The intense heat has been scorching the region all week, and is forecast to peak on Friday, potentially setting a new all-time temperature record in the town of Onslow. Earlier in the week, the Australian government’s Bureau of Meteorology issued an “extreme heat wave” warning, but the high temperature in Onslow was expected to reach only 118°F.
Residents have been advised to take “extra care to stay indoors with air conditioning, or if they have to be outdoors, to stay in the shade and keep up with fluids,” the Bureau of Meteorology’s Luke Huntington told the BBC.
“The Pilbara region [in Western Australia] has had persistent hot temperatures over the last few months, and there has been no rainfall to really take away the hot air that has built up,” Huntington told the local news outlet WAtoday. “Over the next few months, there is a high chance that temperatures on a day-to-day basis will be above average, at least until the wet season rains hit properly.”
Satellite data has confirmed that the past seven years have been the hottest on record, the BBC reported, as climate change continues to affect Australia in profound ways. Along with the brutal heat, brush fires made worse by three years of drought have broken out across western portions of the country, forcing hundreds of people to evacuate their homes.
The sun sets with smoky haze on Feb. 2, 2021, in Perth, Australia.
The sun sets with smoky haze in Perth, Australia, on Feb. 2, 2021. (Matt Jelonek/Getty Images)

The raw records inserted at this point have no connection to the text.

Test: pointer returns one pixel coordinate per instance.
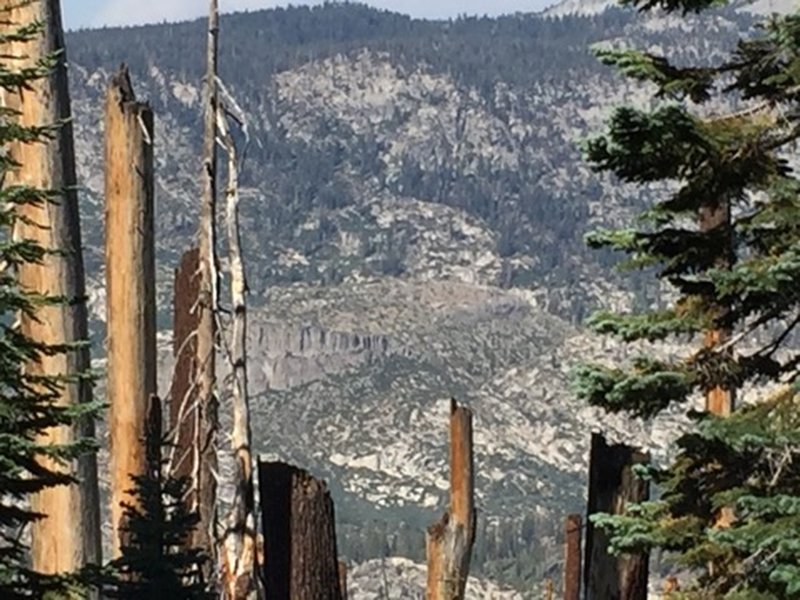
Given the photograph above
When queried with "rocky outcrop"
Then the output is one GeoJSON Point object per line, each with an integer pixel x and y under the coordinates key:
{"type": "Point", "coordinates": [288, 355]}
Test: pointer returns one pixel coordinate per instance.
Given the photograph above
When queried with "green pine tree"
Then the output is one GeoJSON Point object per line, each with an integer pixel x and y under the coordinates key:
{"type": "Point", "coordinates": [155, 563]}
{"type": "Point", "coordinates": [736, 273]}
{"type": "Point", "coordinates": [27, 402]}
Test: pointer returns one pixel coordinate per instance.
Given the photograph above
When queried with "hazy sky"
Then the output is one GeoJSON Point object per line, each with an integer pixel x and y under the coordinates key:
{"type": "Point", "coordinates": [92, 13]}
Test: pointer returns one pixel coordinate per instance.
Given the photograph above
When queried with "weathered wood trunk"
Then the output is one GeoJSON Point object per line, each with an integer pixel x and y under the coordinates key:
{"type": "Point", "coordinates": [239, 543]}
{"type": "Point", "coordinates": [573, 532]}
{"type": "Point", "coordinates": [69, 535]}
{"type": "Point", "coordinates": [343, 579]}
{"type": "Point", "coordinates": [205, 477]}
{"type": "Point", "coordinates": [184, 414]}
{"type": "Point", "coordinates": [720, 399]}
{"type": "Point", "coordinates": [612, 486]}
{"type": "Point", "coordinates": [131, 288]}
{"type": "Point", "coordinates": [449, 542]}
{"type": "Point", "coordinates": [297, 517]}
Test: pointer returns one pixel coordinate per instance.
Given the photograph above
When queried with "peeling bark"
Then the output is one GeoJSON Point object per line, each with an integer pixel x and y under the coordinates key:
{"type": "Point", "coordinates": [449, 542]}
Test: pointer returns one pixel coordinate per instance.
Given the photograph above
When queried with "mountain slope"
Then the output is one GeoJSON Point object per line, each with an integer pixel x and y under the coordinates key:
{"type": "Point", "coordinates": [414, 207]}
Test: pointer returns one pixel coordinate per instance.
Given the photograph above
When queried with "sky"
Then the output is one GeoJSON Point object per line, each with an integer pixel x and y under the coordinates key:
{"type": "Point", "coordinates": [96, 13]}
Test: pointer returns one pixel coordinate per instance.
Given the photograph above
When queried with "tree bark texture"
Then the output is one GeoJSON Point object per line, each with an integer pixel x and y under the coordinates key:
{"type": "Point", "coordinates": [183, 411]}
{"type": "Point", "coordinates": [68, 537]}
{"type": "Point", "coordinates": [208, 431]}
{"type": "Point", "coordinates": [449, 542]}
{"type": "Point", "coordinates": [239, 543]}
{"type": "Point", "coordinates": [612, 486]}
{"type": "Point", "coordinates": [343, 579]}
{"type": "Point", "coordinates": [720, 399]}
{"type": "Point", "coordinates": [299, 535]}
{"type": "Point", "coordinates": [572, 560]}
{"type": "Point", "coordinates": [130, 285]}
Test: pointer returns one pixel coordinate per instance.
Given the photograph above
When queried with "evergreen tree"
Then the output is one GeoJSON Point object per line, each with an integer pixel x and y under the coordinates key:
{"type": "Point", "coordinates": [155, 563]}
{"type": "Point", "coordinates": [726, 236]}
{"type": "Point", "coordinates": [27, 402]}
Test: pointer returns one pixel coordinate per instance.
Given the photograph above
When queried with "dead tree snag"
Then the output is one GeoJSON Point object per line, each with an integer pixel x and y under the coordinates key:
{"type": "Point", "coordinates": [612, 486]}
{"type": "Point", "coordinates": [130, 284]}
{"type": "Point", "coordinates": [297, 517]}
{"type": "Point", "coordinates": [449, 542]}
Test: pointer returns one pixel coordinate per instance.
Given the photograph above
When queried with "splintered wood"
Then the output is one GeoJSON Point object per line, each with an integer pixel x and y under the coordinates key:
{"type": "Point", "coordinates": [572, 557]}
{"type": "Point", "coordinates": [68, 535]}
{"type": "Point", "coordinates": [449, 541]}
{"type": "Point", "coordinates": [612, 486]}
{"type": "Point", "coordinates": [297, 516]}
{"type": "Point", "coordinates": [130, 284]}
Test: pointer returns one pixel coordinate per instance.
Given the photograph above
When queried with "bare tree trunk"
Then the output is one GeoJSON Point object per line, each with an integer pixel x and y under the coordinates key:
{"type": "Point", "coordinates": [131, 289]}
{"type": "Point", "coordinates": [207, 423]}
{"type": "Point", "coordinates": [69, 535]}
{"type": "Point", "coordinates": [719, 399]}
{"type": "Point", "coordinates": [183, 409]}
{"type": "Point", "coordinates": [572, 564]}
{"type": "Point", "coordinates": [343, 579]}
{"type": "Point", "coordinates": [239, 544]}
{"type": "Point", "coordinates": [299, 535]}
{"type": "Point", "coordinates": [612, 486]}
{"type": "Point", "coordinates": [449, 541]}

Wildfires have been a persistent problem for Australia in recent years, and numerous scientific studies have established the causal link between rising temperatures and increased wildfires. In 2020, brush fires burned 46 million acres, killed 34 people, destroyed more than 3,500 homes and displaced or killed an estimated 3 billion animals.
The fires have also taken their toll on Australia’s plant life.
“In Australia, fire frequency has increased rapidly in some areas, and there are now regions in the southeast and south with fire intervals shorter than 20 years. This is significant because it means some types of vegetation won’t reach maturity, and this could put ecosystems at risk,” Pep Canadell, chief research scientist in the CSIRO Climate Science Centre and executive director of the Global Carbon Project, told the Environment News Service.
Since temperature records began being kept in Australia, the nation has seen average surface temperatures rise by 2.5°F, while ocean temperatures have warmed by 1.8°F. While 2021 was the fifth hottest year on record for global surface temperatures, ocean temperatures set a new record.
The previous high temperature record of 123.3°F was set on Jan. 2, 1960. The mercury has topped 122°F on only three occasions in Australia’s recorded history. On Thursday, in addition to Onslow tying the high-temperature mark, two other Western Australian towns, Roebourne and Mardie, exceeded 122 degrees, both recording a temperature of 122.9°F.
Extreme heat in Australia is now an expected part of life. In December, the Bureau of Meteorology forecast a summer that would be marked by extreme weather and severe heat wave conditions.